“Homophobic” misconceptions

Jerry Netolicky

To the Editor:

I am writing in response to Aaron Barstow’s (the bi-weekly, bi-sexual columnist from Cape Cod) “Homophobics Suffer From a Sad Illness.”

I would like to clear up some of his misconceptions.

Aaron said that he’s “… totally over people who keep pulling out their … Bibles … to stress the evilness of a queer existence and justify their homophobia … there is no backbone in their words.”

These words that he claims have no backbone belong to God.

Aaron’s problem is with God, not with the people that told him what God said concerning his queer lifestyle.

He refers to homophobia as a mental illness. This is according to who, Dr. Aaron Barstow, the bisexual? Homophobia … is this a fear of homosexuals?

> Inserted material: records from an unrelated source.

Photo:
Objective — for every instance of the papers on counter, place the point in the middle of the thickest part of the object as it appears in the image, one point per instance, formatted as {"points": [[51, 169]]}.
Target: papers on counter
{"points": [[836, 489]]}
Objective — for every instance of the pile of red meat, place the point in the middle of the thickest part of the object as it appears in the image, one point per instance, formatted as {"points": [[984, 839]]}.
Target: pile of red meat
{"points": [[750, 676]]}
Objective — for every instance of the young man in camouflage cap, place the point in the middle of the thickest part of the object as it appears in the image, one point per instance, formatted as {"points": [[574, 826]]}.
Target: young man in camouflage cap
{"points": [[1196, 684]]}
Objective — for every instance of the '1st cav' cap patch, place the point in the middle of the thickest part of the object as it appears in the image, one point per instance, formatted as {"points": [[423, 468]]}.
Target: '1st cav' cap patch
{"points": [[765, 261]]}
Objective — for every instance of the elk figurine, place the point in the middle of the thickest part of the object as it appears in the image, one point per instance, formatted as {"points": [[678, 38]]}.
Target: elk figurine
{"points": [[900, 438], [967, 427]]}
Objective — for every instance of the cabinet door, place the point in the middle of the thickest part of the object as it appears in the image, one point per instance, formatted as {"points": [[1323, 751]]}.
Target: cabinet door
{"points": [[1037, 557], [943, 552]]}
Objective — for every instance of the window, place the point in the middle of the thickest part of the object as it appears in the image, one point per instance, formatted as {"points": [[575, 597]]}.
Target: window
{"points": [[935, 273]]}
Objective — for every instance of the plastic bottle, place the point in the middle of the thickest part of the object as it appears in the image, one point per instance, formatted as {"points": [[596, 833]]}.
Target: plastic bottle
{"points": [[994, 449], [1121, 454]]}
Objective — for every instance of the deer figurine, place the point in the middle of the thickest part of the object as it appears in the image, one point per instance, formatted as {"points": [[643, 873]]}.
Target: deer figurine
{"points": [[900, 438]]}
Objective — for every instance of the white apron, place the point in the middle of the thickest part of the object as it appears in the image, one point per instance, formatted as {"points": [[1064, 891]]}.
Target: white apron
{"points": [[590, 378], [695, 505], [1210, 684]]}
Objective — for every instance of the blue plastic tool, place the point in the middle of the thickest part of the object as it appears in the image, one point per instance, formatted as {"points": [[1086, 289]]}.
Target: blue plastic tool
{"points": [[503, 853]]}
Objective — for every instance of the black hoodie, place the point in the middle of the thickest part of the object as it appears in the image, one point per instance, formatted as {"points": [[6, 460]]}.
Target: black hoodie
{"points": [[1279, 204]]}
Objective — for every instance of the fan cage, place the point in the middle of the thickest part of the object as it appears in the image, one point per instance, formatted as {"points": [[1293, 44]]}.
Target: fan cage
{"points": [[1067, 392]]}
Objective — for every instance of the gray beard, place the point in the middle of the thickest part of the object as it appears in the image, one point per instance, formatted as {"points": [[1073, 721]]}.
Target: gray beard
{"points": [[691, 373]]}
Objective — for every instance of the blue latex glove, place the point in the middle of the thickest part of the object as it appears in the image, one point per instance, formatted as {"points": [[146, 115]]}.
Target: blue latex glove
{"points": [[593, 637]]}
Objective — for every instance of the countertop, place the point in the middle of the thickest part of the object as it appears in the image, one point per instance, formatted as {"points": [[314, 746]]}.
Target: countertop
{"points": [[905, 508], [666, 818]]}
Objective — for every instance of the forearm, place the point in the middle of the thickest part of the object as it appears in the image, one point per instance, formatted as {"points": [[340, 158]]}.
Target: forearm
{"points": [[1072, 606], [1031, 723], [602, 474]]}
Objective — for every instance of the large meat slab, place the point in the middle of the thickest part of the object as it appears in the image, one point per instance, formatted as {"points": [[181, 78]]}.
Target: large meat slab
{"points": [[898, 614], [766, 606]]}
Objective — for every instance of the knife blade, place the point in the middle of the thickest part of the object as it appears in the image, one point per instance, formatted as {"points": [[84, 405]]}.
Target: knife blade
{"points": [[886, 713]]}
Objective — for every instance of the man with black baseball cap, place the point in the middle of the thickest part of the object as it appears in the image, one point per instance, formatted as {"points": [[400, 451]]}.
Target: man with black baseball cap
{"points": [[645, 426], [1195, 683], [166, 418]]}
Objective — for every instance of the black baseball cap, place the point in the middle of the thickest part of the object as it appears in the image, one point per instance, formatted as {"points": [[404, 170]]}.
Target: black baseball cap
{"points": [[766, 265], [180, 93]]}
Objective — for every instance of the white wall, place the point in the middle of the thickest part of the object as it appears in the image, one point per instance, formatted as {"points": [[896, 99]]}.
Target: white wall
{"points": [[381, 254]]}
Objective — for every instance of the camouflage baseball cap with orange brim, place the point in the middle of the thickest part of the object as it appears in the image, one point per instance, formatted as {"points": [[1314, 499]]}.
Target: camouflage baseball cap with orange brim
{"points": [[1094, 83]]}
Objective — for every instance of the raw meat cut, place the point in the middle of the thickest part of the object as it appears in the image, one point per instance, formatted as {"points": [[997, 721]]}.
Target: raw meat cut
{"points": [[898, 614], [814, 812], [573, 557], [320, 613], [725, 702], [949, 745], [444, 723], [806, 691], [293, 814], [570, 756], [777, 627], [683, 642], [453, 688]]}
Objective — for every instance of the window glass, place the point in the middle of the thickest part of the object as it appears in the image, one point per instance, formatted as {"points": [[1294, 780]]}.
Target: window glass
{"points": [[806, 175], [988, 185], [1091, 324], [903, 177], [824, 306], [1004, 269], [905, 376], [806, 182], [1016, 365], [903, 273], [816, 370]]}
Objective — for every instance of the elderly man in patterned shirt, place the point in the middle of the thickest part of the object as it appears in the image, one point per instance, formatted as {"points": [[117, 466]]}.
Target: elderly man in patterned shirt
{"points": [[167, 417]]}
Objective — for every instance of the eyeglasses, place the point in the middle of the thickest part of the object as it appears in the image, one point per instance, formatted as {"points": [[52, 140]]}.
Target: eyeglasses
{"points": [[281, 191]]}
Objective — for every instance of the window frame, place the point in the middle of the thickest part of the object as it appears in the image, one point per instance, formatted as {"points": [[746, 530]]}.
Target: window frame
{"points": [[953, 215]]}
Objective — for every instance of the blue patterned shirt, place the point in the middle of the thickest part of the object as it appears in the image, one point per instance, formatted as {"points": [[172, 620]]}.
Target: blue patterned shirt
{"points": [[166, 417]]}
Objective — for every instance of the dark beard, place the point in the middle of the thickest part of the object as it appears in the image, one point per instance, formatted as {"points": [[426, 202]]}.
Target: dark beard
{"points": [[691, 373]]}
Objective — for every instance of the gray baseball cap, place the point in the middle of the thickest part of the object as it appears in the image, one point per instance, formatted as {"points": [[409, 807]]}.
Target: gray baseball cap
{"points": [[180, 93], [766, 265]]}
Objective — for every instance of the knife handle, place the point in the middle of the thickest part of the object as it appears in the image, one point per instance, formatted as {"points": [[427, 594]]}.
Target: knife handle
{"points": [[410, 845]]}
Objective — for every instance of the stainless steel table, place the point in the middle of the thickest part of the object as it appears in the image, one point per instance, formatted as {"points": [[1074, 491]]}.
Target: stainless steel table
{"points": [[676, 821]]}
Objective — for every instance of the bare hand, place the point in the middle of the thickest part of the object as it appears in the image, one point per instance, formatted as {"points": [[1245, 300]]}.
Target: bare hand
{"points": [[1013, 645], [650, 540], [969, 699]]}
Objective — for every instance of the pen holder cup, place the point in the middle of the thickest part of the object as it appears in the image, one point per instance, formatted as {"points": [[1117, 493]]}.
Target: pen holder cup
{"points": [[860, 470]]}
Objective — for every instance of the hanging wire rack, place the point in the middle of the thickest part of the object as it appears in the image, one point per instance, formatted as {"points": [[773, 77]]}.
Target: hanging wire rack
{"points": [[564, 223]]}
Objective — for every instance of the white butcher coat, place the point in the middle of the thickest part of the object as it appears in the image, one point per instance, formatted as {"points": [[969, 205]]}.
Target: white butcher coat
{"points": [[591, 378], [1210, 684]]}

According to the dictionary a phobia is a persistent and irrational morbid fear. With the true definition, I don’t know anybody that is homophobic, but it is a very effective and colorful tool. Labeling people as fearing something only because they disagree with you means you lack anything of any intellectual substance to respond with.

Aaron said that “We members of the queer community are being oppressed … many people refuse to listen …”

The truth is they are not oppressed. The queer community is not only coming out of the closet and writing columns, but parading in the streets, and their sexual practices are being taught in many schools as normal behavior.

It is also not true that many people refuse to listen. They have listened, they just don’t agree (that’s when they get THE LABEL … homophobic).

Aaron says that “a large heterosexual group has control over how we are portrayed … I suggest that you do not invent what you think a ‘queer’ is and what he or she might be doing tonight.”

I saw footage of the gay parade in Washington D.C. I know how they dressed and acted. Nobody has to invent anything. You don’t have to be gay to figure out what goes on in their bedrooms. How gays are portrayed has nothing to do with any large heterosexual group. Queers have portrayed themselves as they are and only have themselves to blame.

I think Aaron summed things up pretty well when he said that if we all held “… the same values … it would be a nice … world, but pretty boring …” Translation: (we seem to do this often) he knows what he’s doing isn’t right (nice), but he’s doing it because he wants to (doesn’t want to be bored).

I wish he would have stated that from the beginning and left out all of the “stories.” (This is only a few of them.)

Unfortunately Aaron is not alone. Others also ” … exchange the truth for a lie … and the truth is not in them.” Romans 1:25 and 1 John 1:8.

Isn’t it ironic that those that fight the Scripture so intently … are the very ones that are fulfilling it?